To celebrate International Women’s Day, the Centre for Geopolitics presents an expert panel to discuss women’s representation and political participation in the Indo-Pacific. The panel will discuss the increasing number of female heads of state in recent decades and reflect upon factors that enable or prevent women from taking office in the region. The panel will consider if these female heads of state, or other high-ranking representatives, have substantively represented women in their constituencies. It will discuss regional patterns of female political participation and state leadership, and consider if there is any correlation between women’s presence in government and gender equality indicators societally.

Panelists: 

Dr Sarah Liu is Senior Lecturer in Gender and Politics at the University of Edinburgh. Her research broadly focuses on the cross-national comparison on gender and politics, specifically the ways in which contexts – women’s political representation, women’s movements, immigration, and COVID-19 – shapes the gender gaps in political opinion and behavior. Her works are cross-regional with a specific focus on Asia. She has been recognized as one of the 50 most influential scholars by Apolitical Foundation and as an Emerging Diversity Scholar by the University of Michigan’s National Center for Institutional Diversity. She has also published in major political science and gender studies journals and appeared on international media, such as BBC World News and France 24.

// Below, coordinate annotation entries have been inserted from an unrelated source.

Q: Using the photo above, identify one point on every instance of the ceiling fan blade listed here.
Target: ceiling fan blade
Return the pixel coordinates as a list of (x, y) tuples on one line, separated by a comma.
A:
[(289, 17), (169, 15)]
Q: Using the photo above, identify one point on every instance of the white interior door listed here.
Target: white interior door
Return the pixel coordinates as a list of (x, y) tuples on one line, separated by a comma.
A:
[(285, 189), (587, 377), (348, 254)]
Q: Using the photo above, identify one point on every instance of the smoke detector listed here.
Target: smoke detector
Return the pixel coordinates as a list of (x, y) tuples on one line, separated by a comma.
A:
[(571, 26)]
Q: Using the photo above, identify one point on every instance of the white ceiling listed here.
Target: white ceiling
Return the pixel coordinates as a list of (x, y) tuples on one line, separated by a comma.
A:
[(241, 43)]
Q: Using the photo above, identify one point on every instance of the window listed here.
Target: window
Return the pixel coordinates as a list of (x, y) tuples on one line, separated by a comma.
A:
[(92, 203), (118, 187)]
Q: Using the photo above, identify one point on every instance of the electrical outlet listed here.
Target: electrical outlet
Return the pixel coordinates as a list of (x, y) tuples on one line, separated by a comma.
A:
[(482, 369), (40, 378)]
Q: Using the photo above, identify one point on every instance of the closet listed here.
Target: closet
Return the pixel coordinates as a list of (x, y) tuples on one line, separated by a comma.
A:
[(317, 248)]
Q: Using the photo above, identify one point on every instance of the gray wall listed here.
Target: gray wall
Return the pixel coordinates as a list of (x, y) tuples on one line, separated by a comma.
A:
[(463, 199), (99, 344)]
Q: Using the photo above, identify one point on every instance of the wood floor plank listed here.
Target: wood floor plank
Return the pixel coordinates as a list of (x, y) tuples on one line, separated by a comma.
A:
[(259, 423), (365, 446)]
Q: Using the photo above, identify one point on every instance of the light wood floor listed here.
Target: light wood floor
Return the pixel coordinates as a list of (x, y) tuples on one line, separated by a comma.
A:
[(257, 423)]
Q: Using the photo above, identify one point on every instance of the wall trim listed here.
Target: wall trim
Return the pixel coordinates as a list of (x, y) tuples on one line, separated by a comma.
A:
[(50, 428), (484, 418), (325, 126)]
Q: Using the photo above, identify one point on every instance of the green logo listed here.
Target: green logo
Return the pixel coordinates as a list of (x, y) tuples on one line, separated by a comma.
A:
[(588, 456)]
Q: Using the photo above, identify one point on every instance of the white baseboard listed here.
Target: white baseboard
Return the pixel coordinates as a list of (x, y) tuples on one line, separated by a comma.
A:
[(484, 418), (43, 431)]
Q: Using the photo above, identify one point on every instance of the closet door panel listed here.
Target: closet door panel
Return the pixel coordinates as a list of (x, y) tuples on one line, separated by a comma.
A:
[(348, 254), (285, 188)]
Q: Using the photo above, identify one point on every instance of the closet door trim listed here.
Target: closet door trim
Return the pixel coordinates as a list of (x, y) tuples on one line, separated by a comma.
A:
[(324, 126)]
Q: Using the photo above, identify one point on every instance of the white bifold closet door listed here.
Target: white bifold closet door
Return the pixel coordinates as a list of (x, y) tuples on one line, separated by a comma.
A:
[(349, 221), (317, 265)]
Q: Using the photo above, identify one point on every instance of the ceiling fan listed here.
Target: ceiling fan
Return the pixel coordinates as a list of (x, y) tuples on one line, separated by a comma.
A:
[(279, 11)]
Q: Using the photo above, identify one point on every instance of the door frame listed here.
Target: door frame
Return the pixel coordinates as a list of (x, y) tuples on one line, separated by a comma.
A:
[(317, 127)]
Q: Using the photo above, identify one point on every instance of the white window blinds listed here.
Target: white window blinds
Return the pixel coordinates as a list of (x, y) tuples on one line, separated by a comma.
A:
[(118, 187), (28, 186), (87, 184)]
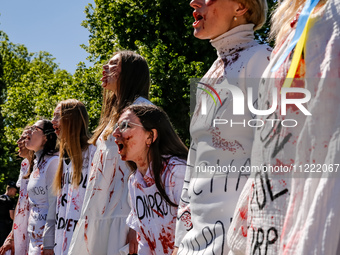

Dr Sohela Nazneen is a Senior Fellow based at the Governance at the Institute of Development Studies (IDS) at the University of Sussex. At IDS, Dr Nazneen leads IDS’ Strategic Research Initiative areas on ‘Resisting backlash against gender equity, social justice and civic space,’ and is the convenor of IDS’ flagship MA programme on Gender and Development.  She is the political economy lead for the ESRC funded project ‘Sustaining Power: Women’s Struggles Against Contemporary Backlash in South Asia’ and co-ordinates the research in Bangladesh and Nepal.

Chair: 

Dr Lisa Vickers is a Research Assistant at the Centre for Geopolitics. Last year, Dr Vickers graduated with a PhD in Multi-disciplinary Gender Studies from the University of Cambridge. Her PhD thesis focused on the Women’s Equality Party (WEP) and its struggle to utilise its standing as a political party to ensure that women’s interests are represented. Dr Vickers is also a Policy Fellow at BASIC where she works in the Risk Reduction Programme, applying a gendered lens to traditional, environmental, and human security issues.

This event will be followed by a drinks reception.